O modo como nos referimos (ou deixamos de nos referir) aos filhos do presidente nos ajuda a questionar comportamentos condicionados

Finalmente, 2023! Ano esperançado por mais de 60 milhões de brasileiras e brasileiros que, após o segundo turno mais disputado da história, acompanham a chegada de Lula ao seu terceiro mandato. É tempo de falar do atual presidente do Brasil! E você, leitora e leitor, pode estar se perguntando: o que um espaço como esse, que visa abrir diálogo sobre perda gestacional e neonatal, tem a dizer sobre Luiz Inácio? Muita coisa. 

Poderíamos abordar programas de saúde da mulher e saúde materna que foram implementados em seus governos anteriores e até mesmo discutir o alcance e a necessidade de complementar leis que Lula sancionou anos atrás pretendendo assegurar direitos às mulheres grávidas. Valeria inclusive abrir espaço para problematizar as futuras ações do seu governo em relação ao combate ao racismo na saúde, que intensifica a violência obstétrica, e aos desfavores da atualização da NOVA CADERNETA DA GESTANTE feita em 2022. 

Mas hoje não pretendo escrever sobre leis ou aquilo que foi, ou deveria ser, instituído. Meu convite é para pensarmos em um comportamento específico que somos condicionadas e condicionados a reproduzir: invisibilizar crianças que não chegaram a nascer.

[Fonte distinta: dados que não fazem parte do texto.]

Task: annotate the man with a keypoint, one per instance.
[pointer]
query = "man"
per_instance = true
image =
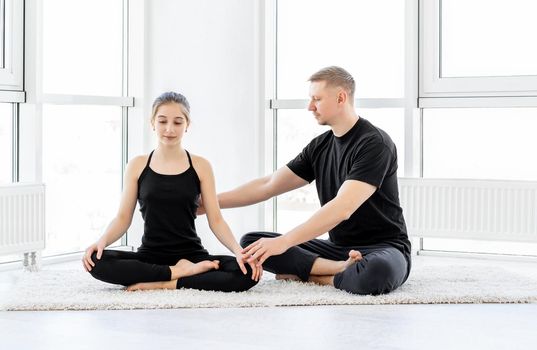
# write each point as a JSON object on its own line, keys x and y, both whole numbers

Quantos filhos tem o Lula? Se colocarmos essa pergunta no Google, vamos ver que a maioria dos sites (sejam eles de história, notícia ou fofoca) dizem que Lula tem cinco filhos: Lurian, Marcos Cláudio, Fábio Luís, Sandro Luís, Luís Cláudio. Porém, há de se rememorar um capítulo amargo da trajetória deste barbudo: 

_ Seu Luiz, o senhor vai ter que ser forte. Tenho uma péssima notícia para lhe dar.
Com o rosto molhado de lágrimas, respondeu entre soluços:
_ Eu já sei doutor. A Lurdes perdeu o bebê, nosso filhinho morreu na barriga da mãe.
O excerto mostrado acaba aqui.